News

Orth: a journalist and philanthopist

 

MB: What interests you about studying these larger-than-life celebrities?

MO: For me the most exciting part of working for Vanity Fair is if you can go to a large, important country and try to tell the story of the country at the same time that you’re telling the story of the personality. For example, I’m hoping to go to Brazil later in the year and Brazil is so on the rise right now, so what you’re trying to give the reader is not just the portrait of the person who is in charge, but what is going on in the country that makes it so important for where they are….That’s the attraction of somebody like [Vladamir] Putin, or even somebody like gerry Adams in Ireland, who is so completely controversial. You want to know “why is this person so controversial? What is behind it?”….Then there are amazing celebrity phenomena, like Madonna for example, and then what you’re really observing is their drive, and chronicling…what it takes [to be famous].

 

MB: Whom do you find more difficult to interview, political figures or popular celebrities? 

MO: Political figures are much more used to being interviewed all the time; it’s part of their job.
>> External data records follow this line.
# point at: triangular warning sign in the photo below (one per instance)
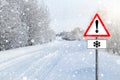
(96, 28)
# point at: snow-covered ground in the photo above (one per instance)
(58, 60)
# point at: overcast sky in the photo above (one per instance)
(68, 14)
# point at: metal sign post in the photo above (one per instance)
(96, 29)
(96, 64)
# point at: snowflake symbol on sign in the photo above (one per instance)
(96, 44)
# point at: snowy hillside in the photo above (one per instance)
(59, 60)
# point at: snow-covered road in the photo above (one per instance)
(58, 60)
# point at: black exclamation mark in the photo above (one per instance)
(96, 22)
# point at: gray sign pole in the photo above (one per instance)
(96, 64)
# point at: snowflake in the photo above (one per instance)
(24, 78)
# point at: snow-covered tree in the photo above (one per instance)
(22, 23)
(13, 33)
(37, 19)
(75, 34)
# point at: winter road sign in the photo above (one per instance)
(96, 44)
(96, 28)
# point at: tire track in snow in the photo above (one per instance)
(41, 68)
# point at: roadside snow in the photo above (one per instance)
(58, 60)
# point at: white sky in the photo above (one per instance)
(68, 14)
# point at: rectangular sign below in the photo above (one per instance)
(96, 44)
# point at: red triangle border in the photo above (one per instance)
(96, 15)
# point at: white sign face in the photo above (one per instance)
(96, 44)
(101, 30)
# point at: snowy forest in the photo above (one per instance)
(24, 23)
Celebrities go in and out – when they have to sell something they get interviewed. I think that today it’s changed so much because there are so many handlers and so many people between the celebrity and the journalist…when I first started out at Newsweek, for example, I did the Bruce Springsteen cover, or Stevie Wonder; you could hang out with the person for a couple of weeks, go where they went, observe them.

 

MB: How is interviewing a celebrity different than interviewing a regular person?
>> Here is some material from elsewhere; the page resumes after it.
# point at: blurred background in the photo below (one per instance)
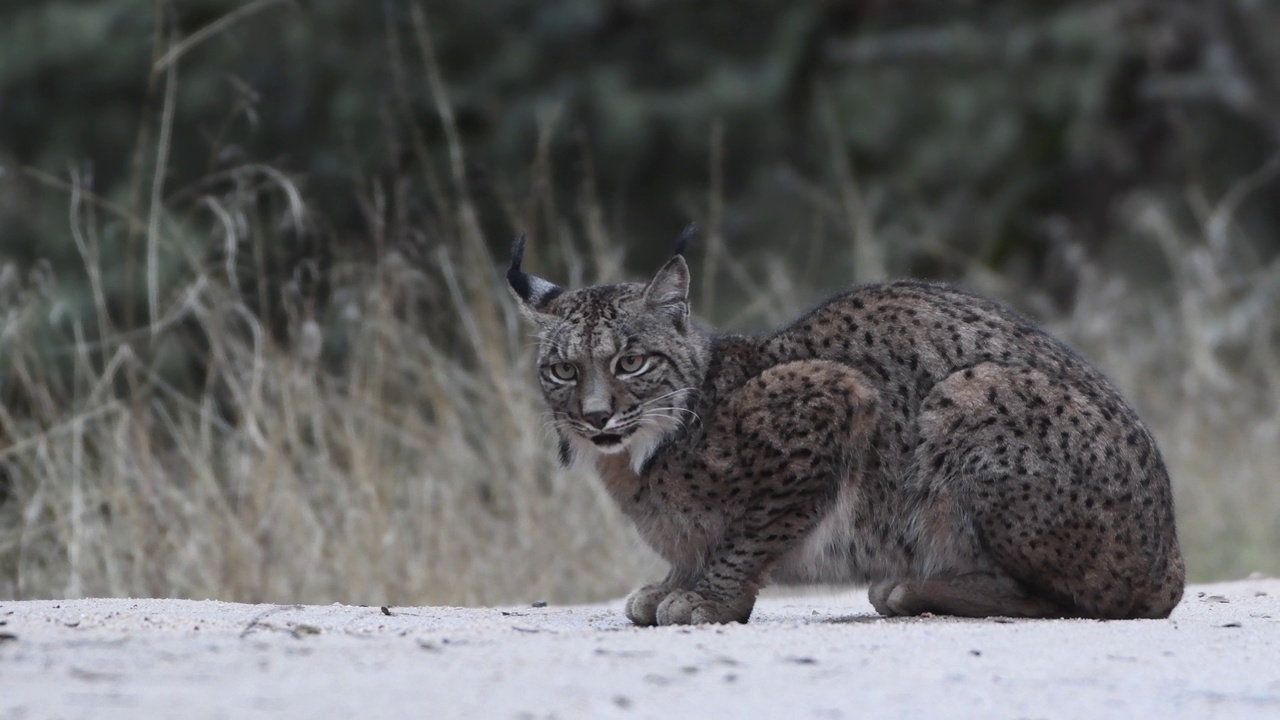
(254, 337)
MO: One of the things that is so important is to be prepared. One of the ways to get yourself established early on in the interview so that you understand whether they’re going to be able to talk to you or not is giving them clues so that they know that you know a lot going in…I prefer in big stories trying to do the principle figure last so by the time you get to that person everybody else has been interviewed and you have a really good idea of what’s going on….If you’re hearing something that is surprising to you or catches your interest when the person is answering, you take note of that and follow up on that. I always had the idea that if I was talking to my mother or if I was talking to my friends after I went to see somebody, what would be the first things that I would say?

 

MB: You have covered a wide variety of stories. What goes into the process of deciding what story you would like to cover?

MO: The basic elements of journalism for me never change; you have to have a lot of energy and you have to have a lot of curiosity….I talk about the EEEPPP rule: Energy, Enthusiasm, Empathy, Prepared, Polite, Persistent. I really think those are the basic elements going in [to any story]….There are always challenges; a lot of times I’ve gotten assignments where everybody else has blanketed the story…The challenge is that I am one person. People magazine sends 12 people out, or the T.V. stations have huge crews of people…so you have to figure out what is the angle that you can take? In the Craigslist murder [story that I covered] for example, I showed how the Internet perpetrated the crime and how the Internet solved the crime….The point is to pay very strict attention and decide “what is the phenomenon here?”

 

MB: How has your journalistic process changed or evolved since you started?

MO: Now probably you have to use Facebook to reach people; you have to use the phone a lot less….The media you use has changed; your ability to use Google to find information is more vast, but one of the things that I am very old school about that I think is really important and is not done enough is I don’t believe downloading is journalism, particularly in the kind of journalism that I do. If you’re going to try to get a portrait of somebody, or you’re trying to get and idea of who this person is, you really have to observe the person…you have to be able to talk to people; you have to be able to see people’s reactions in person. You have to judge the body language; you have to judge the expressions.   

 

MB: What was the catalyst that made you want to return to Colombia?

MO: When I went back there just to visit it was because I was asked; the secretary of education asked me could I help them build a model school where kids could compete globally by knowing English and technology and I just said “yes” without any idea about how it was going to be done but I thought “wait a minute, I was here for two years before I was successful, I’m a successful journalist, I can figure this out.”….It’s really been the most satisfying thing; it’s really exciting and it’s really creative. 

 

MB: How has your experience as a journalist affected your career as a philanthropist?

MO: It’s integral, because when you’re starting out and you’ve never done it before, you just apply all the things you go to when you’re doing investigative journalism. You go find stuff out, you interview people, you try to put things together. One of the things I wrote about in terms of the Peace Corps is being able to try to fit into any situation. But nothing in journalism prepares you to have to go ask people for money. I hate that [Laughs].